Mystic Vale is a deck-building / card-building game with a truly innovative mechanic and a lot of set up variability. Push your luck, gather your mana and buy more upgrades. Will you push for points per turn or for a big end game score!
Not sure where to start – here’s a few thoughts for new players.
During The Game:
Green trees; I would say that these are the single most important upgrades in the whole game. Green trees cancel red trees (even if they are not on the same card). In general this means that you can play more of the deck in a single turn. My rule of thumb is that any card that can get you to play more of your deck each turn is materially better than all other cards you can buy. If you get three or even four of these in a game you can draw most of your deck most times and suddenly you are cycling through your deck quicker and buying better upgrades each time!

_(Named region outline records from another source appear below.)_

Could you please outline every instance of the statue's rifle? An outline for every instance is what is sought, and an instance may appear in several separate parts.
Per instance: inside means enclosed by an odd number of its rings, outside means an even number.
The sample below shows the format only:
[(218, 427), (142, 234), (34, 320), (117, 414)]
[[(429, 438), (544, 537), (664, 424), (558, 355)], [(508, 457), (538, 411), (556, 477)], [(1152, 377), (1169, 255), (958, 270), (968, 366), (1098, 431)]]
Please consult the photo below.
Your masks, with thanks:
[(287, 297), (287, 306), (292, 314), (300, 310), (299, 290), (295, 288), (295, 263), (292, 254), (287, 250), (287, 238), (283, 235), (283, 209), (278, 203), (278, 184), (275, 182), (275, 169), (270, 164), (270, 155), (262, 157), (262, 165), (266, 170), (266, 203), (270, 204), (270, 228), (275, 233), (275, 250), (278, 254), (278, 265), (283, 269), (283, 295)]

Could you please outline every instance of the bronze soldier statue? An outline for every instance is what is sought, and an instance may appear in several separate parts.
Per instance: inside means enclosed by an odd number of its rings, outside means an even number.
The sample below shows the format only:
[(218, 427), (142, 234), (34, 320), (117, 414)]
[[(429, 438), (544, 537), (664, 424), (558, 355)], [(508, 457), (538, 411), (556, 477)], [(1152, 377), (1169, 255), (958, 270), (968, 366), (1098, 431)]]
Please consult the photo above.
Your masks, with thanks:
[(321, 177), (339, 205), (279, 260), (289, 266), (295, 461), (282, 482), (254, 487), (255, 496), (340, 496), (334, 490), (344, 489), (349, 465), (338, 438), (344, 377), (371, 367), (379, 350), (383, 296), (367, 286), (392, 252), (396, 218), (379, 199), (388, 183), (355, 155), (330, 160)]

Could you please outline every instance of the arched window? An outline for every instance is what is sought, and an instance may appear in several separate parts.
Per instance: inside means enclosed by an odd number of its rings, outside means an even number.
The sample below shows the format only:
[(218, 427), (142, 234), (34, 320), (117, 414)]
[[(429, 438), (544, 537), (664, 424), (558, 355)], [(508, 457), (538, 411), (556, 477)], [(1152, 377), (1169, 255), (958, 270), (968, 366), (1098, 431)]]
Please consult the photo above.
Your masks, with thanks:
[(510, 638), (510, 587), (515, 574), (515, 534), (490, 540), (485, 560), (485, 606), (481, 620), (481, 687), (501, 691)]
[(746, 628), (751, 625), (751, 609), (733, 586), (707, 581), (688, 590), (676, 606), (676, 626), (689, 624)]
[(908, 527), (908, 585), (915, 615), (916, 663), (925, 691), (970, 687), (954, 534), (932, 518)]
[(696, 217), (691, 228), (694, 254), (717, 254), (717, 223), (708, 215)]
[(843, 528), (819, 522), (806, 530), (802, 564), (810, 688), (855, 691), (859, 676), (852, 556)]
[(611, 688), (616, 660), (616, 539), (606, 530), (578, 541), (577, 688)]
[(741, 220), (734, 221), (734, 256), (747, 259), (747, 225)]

Horns; One other good set of cards though are the horned helmet cards – these should be placed on the cards that start blank. Later upgrades will allow you to gain more mana or score more points for horned helmets on the same card. Building these carefully can payoff late game!
Points per turn; If you can get many turns in then even small points build up – especially if it ends the game earlier than your opponent can build to counter. Generally, I would say players either build points quickly and rush to finish or they build mana and buy high value / high scoring cards. That’s not the whole story but that characterization does demonstrate why a 1-2 point per turn card built into your deck early can make a modest early game push towards victory. If you do this, watch out not to lose momentum and let your mana focused opponent back in!
Vale cards; These are powerful cards but watch out for the different effects. Those ones that will help you score more at the end of the game can wait. Grab the trees, mana, or the ones that stop you “spoiling” a field and missing a turn. These help you build for the finish and I lean to this strategy every time!
Spoiling; This felt counter-intuitive at first, but in my early games players who won were often the ones who “spoiled” their fields. Why? Because when you do push your luck too far you get an extra mana for the future! Of course I then tried to push my luck lots and that doesn’t work either! Push your luck when a small mana score won’t buy you any meaningful progress and then save that bonus mana for the time you need 8 and not 7 to get the ideal card. That’s the trick here – take risk when the downside is limited, and avoid it when there is too much on the table!